I am currently running this locally using the DirectRunner to test some of the functionality and concepts. It is able to read from Kafka with no issue, however when writing to BigQuery it logs the message "Refreshing access_token" and then nothing happens.
What is really odd is if I remove the part reading from kafka and replace it with a simple beam.Create(...) it will successfully refresh the token and write to BigQuery as expected.
Extract of the code can be seen below:
messages = (p
| "KafkaConsumer" >> kafkaio.KafkaConsume({"topic": "test",
"bootstrap_servers": "localhost:9092",
"auto_offset_reset": "earliest"})
# | "ManualCreate" >> beam.Create([{"name": "ManualTest", "desc": "a test"}])
| 'Get message' >> beam.Map(lambda x: x[1])
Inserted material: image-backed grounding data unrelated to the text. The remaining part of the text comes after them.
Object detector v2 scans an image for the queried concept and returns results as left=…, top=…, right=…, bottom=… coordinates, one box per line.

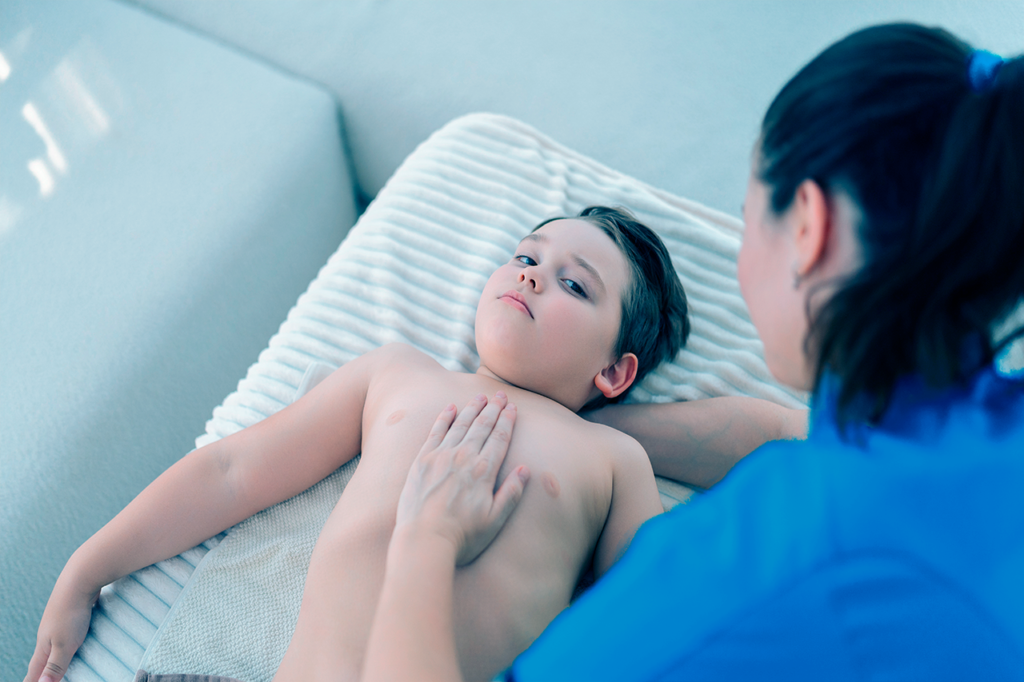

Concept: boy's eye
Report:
left=563, top=278, right=588, bottom=298
left=515, top=254, right=537, bottom=266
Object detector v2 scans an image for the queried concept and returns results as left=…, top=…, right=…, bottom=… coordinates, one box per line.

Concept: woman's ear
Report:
left=594, top=353, right=639, bottom=399
left=792, top=179, right=830, bottom=278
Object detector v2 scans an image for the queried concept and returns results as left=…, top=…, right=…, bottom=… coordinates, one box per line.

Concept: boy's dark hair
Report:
left=534, top=206, right=690, bottom=408
left=759, top=23, right=1024, bottom=431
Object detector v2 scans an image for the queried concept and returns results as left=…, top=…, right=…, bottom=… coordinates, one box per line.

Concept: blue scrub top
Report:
left=510, top=366, right=1024, bottom=681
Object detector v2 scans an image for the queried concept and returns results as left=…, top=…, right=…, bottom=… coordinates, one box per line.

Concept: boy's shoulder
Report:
left=589, top=419, right=645, bottom=455
left=341, top=343, right=447, bottom=398
left=363, top=342, right=443, bottom=371
left=577, top=420, right=655, bottom=496
left=553, top=412, right=648, bottom=467
left=603, top=425, right=651, bottom=473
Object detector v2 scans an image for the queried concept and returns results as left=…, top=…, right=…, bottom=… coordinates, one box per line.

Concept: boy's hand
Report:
left=25, top=580, right=98, bottom=682
left=396, top=392, right=530, bottom=566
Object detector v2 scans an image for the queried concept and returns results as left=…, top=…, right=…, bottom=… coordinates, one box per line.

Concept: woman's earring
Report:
left=792, top=270, right=803, bottom=290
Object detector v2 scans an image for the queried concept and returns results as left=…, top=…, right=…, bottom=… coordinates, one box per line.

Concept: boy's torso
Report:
left=277, top=346, right=631, bottom=682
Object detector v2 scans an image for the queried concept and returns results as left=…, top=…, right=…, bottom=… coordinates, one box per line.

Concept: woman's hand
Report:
left=25, top=576, right=99, bottom=682
left=396, top=392, right=530, bottom=566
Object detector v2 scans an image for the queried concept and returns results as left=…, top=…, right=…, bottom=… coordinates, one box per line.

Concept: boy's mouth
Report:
left=500, top=291, right=533, bottom=318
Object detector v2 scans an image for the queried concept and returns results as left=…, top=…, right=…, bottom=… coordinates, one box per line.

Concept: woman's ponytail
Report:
left=910, top=53, right=1024, bottom=372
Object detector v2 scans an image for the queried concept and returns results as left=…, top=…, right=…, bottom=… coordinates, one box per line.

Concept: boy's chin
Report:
left=475, top=327, right=521, bottom=370
left=475, top=354, right=530, bottom=390
left=475, top=330, right=587, bottom=408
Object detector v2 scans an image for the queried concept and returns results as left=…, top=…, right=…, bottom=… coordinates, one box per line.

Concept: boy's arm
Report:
left=592, top=436, right=663, bottom=578
left=585, top=397, right=808, bottom=489
left=26, top=347, right=382, bottom=682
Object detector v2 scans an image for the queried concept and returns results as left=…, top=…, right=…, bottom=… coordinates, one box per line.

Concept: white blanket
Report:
left=67, top=112, right=806, bottom=682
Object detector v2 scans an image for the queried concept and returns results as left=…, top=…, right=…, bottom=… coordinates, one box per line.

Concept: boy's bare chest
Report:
left=357, top=370, right=608, bottom=509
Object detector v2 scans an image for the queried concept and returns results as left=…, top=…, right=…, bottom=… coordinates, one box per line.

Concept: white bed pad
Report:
left=66, top=112, right=806, bottom=682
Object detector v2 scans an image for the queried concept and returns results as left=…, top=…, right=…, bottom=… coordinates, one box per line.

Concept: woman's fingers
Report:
left=422, top=403, right=458, bottom=453
left=473, top=401, right=515, bottom=481
left=440, top=392, right=508, bottom=453
left=459, top=392, right=508, bottom=453
left=439, top=393, right=490, bottom=448
left=490, top=464, right=530, bottom=527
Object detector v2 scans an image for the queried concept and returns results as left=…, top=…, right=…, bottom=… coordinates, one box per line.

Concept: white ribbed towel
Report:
left=69, top=112, right=806, bottom=682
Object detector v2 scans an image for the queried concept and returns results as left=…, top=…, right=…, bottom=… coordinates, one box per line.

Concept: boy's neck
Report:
left=474, top=364, right=592, bottom=413
left=474, top=364, right=525, bottom=395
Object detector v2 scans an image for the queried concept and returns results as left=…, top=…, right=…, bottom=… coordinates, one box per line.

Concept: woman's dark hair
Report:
left=534, top=206, right=690, bottom=408
left=758, top=23, right=1024, bottom=430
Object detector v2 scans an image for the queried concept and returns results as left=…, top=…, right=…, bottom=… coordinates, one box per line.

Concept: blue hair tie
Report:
left=967, top=49, right=1004, bottom=92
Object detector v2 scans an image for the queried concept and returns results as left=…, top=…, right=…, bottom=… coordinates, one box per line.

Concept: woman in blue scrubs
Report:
left=364, top=23, right=1024, bottom=681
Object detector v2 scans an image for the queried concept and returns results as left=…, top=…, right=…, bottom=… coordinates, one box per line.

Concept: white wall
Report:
left=125, top=0, right=1024, bottom=214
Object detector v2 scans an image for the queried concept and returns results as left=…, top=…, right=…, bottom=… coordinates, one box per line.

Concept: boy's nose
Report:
left=518, top=269, right=542, bottom=291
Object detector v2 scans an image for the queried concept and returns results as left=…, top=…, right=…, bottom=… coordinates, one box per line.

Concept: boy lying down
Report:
left=28, top=207, right=804, bottom=682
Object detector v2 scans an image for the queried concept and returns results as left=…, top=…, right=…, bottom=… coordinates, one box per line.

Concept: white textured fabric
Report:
left=71, top=112, right=806, bottom=682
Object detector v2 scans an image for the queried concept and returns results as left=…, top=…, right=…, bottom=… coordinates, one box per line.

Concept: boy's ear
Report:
left=594, top=353, right=639, bottom=400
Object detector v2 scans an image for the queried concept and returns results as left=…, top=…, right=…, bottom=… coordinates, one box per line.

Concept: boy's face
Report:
left=475, top=219, right=631, bottom=411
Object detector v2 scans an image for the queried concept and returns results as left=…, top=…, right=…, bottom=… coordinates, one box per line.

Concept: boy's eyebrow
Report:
left=572, top=256, right=606, bottom=295
left=521, top=233, right=606, bottom=295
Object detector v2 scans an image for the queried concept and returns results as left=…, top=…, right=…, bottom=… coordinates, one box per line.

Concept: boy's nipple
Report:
left=542, top=471, right=561, bottom=499
left=386, top=409, right=405, bottom=426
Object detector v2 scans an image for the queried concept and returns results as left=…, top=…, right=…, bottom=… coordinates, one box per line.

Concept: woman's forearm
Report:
left=363, top=524, right=463, bottom=682
left=587, top=397, right=808, bottom=489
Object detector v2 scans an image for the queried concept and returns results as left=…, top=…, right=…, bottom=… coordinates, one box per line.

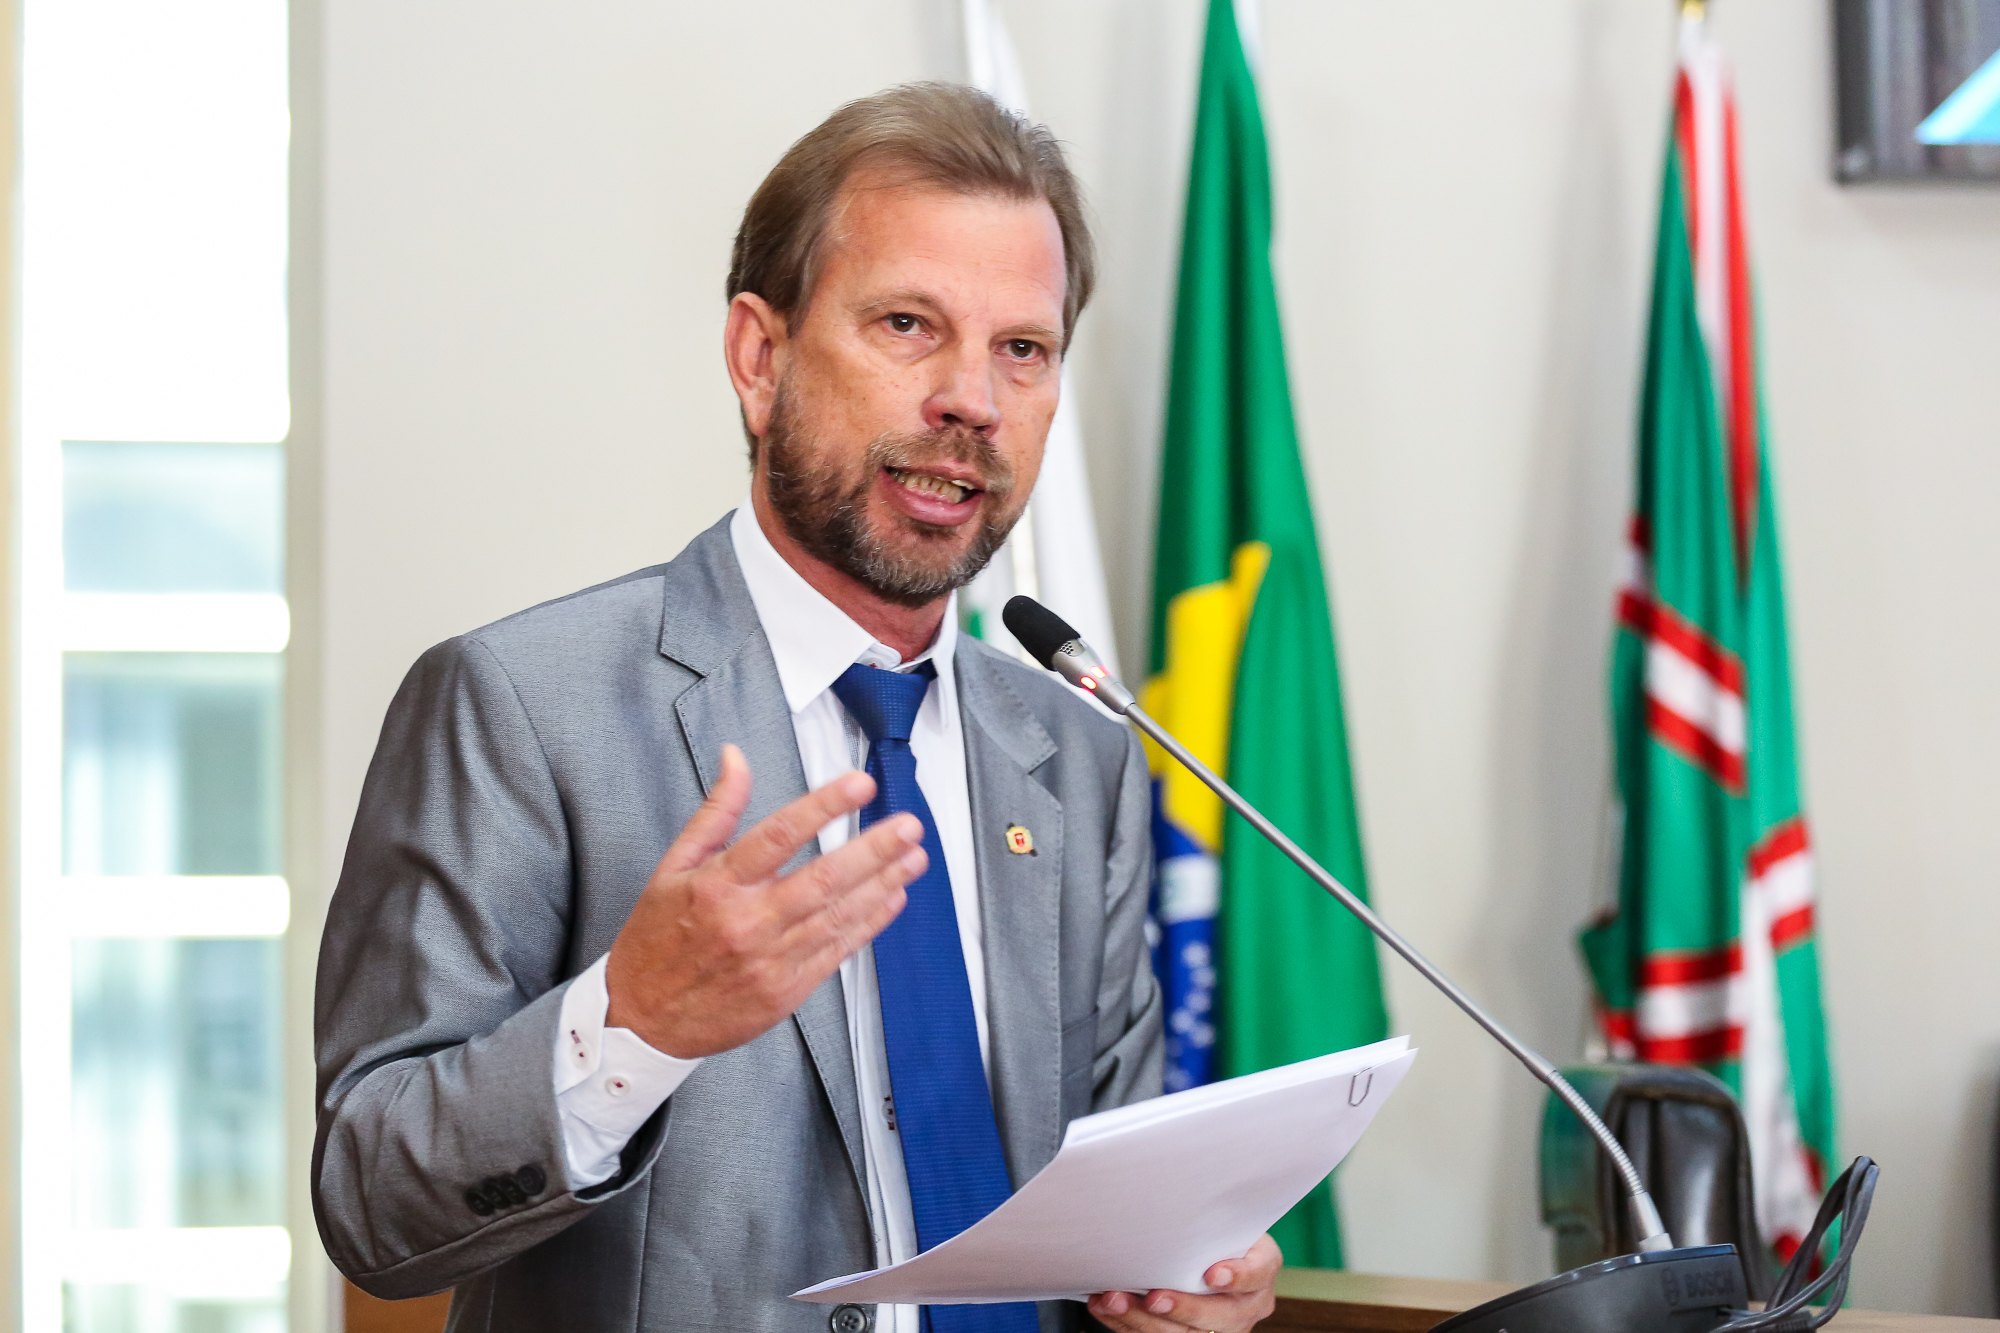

| 'Parse' >> beam.Map(parse_json)
)
messages | "Write to BigQuery" >> beam.io.WriteToBigQuery(pipeline_options.table_spec.get(),
schema=table_schema, write_disposition=beam.io.BigQueryDisposition.WRITE_APPEND,
create_disposition=beam.io.BigQueryDisposition.CREATE_IF_NEEDED,
batch_size=1)
messages | 'Writing to stdout' >> beam.Map(print)
As an additional point when running this locally I have the environment variable "GOOGLE_APPLICATION_CREDENTIALS" set to the location of my service account.
Any help in working out what might be causing this issue would be greatly appreciated.